“Masuk Napi Keluar Santri”, Kakanwil Ditjenpas Sulbar Apresiasi Pegawai Lapas Polewali Melaju ke Final MTQ Nasional
Bagikan
“Masuk Napi Keluar Santri”, Kakanwil Ditjenpas Sulbar Apresiasi Pegawai Lapas Polewali Melaju ke Final MTQ Nasional
Initimes
Agustus 28, 2026 8:04 am
Kepala Kantor Wilayah Ditjenpas Sulawesi Barat, Drs. Said Mahdar, S.H., M.H
MAMUJU, INITIMES – Kepala Kantor Wilayah Direktorat Jenderal Pemasyarakatan (Ditjenpas) Sulawesi Barat, Drs. Said Mahdar, S.H., M.H., mengapresiasi prestasi Muh. Fadhil Taswin, pegawai Lapas Kelas IIB Polewali, yang berhasil melaju ke babak final cabang Hafalan 7 Surah Pilihan pada MTQ VIII KORPRI Tingkat Nasional Tahun 2026 di Makassar.
Prestasi tersebut menjadi kebanggaan bagi jajaran Pemasyarakatan Sulawesi Barat. Keberhasilan Fadhil dinilai tidak hanya membawa nama baik Lapas Kelas IIB Polewali dan Kanwil Ditjenpas Sulbar, tetapi juga sejalan dengan semangat pembinaan keagamaan yang terus dikembangkan di lingkungan Pemasyarakatan.
Kakanwil Ditjenpas Sulbar Said Mahdar mengatakan, capaian yang diraih Fadhil merupakan bukti bahwa lingkungan Pemasyarakatan dapat menjadi ruang bagi setiap individu untuk mengembangkan potensi dan meraih prestasi, termasuk dalam bidang keagamaan.

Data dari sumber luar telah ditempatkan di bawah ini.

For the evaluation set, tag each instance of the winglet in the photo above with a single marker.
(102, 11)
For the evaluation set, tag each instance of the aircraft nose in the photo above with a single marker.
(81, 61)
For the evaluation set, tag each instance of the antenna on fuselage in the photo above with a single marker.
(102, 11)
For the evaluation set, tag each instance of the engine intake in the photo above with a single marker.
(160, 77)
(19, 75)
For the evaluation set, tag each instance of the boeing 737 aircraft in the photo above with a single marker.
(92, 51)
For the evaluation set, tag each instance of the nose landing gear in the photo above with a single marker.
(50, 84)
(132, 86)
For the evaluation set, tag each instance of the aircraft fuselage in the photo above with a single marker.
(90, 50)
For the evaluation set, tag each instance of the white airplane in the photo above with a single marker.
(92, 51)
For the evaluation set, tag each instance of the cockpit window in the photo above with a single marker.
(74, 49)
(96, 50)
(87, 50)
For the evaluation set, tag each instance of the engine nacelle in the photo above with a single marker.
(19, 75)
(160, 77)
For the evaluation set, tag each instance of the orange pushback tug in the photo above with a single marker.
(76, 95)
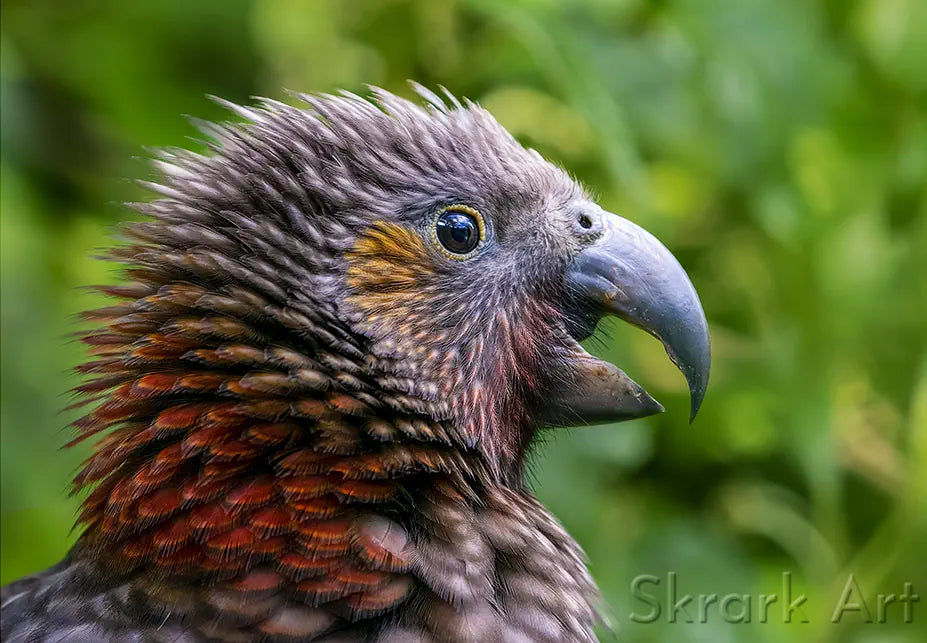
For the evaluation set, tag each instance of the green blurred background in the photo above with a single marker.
(779, 148)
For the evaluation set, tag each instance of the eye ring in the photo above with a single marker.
(457, 231)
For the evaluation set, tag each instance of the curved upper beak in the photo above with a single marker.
(628, 273)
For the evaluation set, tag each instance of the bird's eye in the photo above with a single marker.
(459, 230)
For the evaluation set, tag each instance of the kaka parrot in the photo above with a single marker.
(312, 396)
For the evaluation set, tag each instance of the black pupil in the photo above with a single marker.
(458, 232)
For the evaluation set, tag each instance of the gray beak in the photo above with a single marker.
(628, 273)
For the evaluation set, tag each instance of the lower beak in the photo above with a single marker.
(628, 273)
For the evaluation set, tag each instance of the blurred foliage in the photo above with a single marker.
(779, 148)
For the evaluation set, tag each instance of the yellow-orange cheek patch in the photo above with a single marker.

“Prestasi Saudara Fadhil ini bukan hanya menjadi kebanggaan bagi Lapas Polewali dan Kanwil Ditjenpas Sulbar, tetapi juga sejalan dengan semangat kita dalam menyukseskan program Masuk Napi Keluar Santri. Penguatan nilai-nilai keagamaan harus terus kita dorong dan kembangkan,” ujar Said Mahdar.
Muh. Fadhil Taswin
Menurutnya, keberhasilan tersebut turut mendukung program “Masuk Napi Keluar Santri”, yang menjadi salah satu komitmen Kanwil Ditjenpas Sulawesi Barat dalam memperkuat pembinaan keagamaan, karakter, serta nilai-nilai positif di lingkungan Pemasyarakatan.

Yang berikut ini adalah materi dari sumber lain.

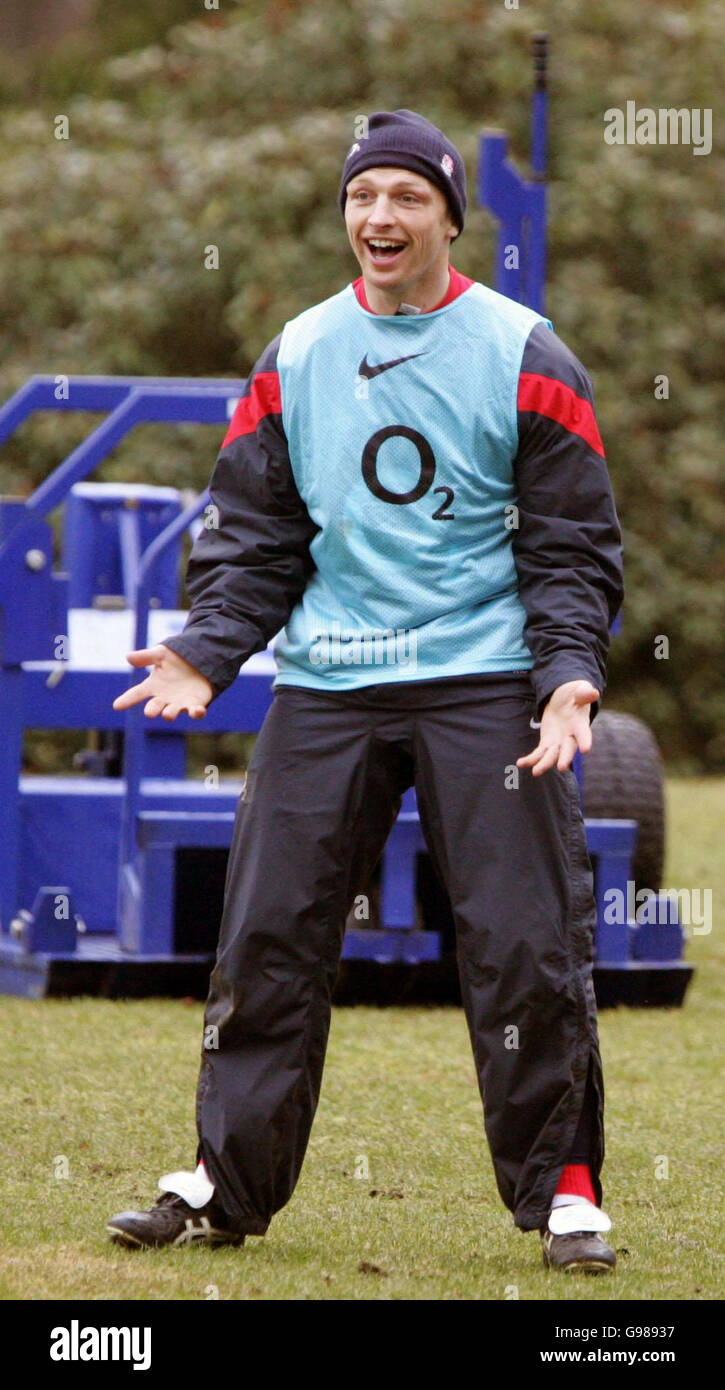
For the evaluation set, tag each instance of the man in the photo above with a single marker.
(414, 456)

Program tersebut diharapkan mampu memberikan pembinaan yang tidak hanya berorientasi pada aspek pemulihan dan pembinaan kepribadian, tetapi juga mendorong warga binaan maupun jajaran Pemasyarakatan untuk mengembangkan potensi melalui kegiatan keagamaan.

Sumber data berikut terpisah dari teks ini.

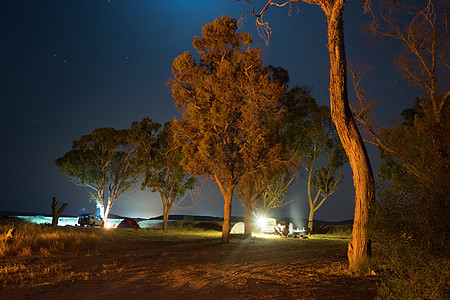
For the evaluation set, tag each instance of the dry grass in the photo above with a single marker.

Said Mahdar menilai, capaian Fadhil dapat menjadi contoh sekaligus motivasi bagi jajaran Pemasyarakatan maupun warga binaan untuk terus mengembangkan kemampuan dan meraih prestasi.
“Keberhasilan Fadhil menunjukkan bahwa lingkungan Pemasyarakatan dapat menjadi ruang untuk mengembangkan potensi dan meraih prestasi, khususnya dalam bidang keagamaan. Semangat tersebut diharapkan dapat menjadi contoh dan motivasi, baik bagi jajaran maupun warga binaan,” katanya.
Keberhasilan Muh. Fadhil Taswin melaju ke babak final MTQ VIII KORPRI Tingkat Nasional Tahun 2026 di Makassar sekaligus menjadi gambaran bahwa pembinaan nilai-nilai keagamaan di lingkungan Pemasyarakatan dapat melahirkan sumber daya manusia yang berprestasi dan memberikan kontribusi positif bagi institusi maupun masyarakat.
Prestasi Fadhil diharapkan menjadi momentum untuk semakin memperkuat pembinaan keagamaan serta mewujudkan semangat “Masuk Napi Keluar Santri” di lingkungan Pemasyarakatan Sulawesi Barat.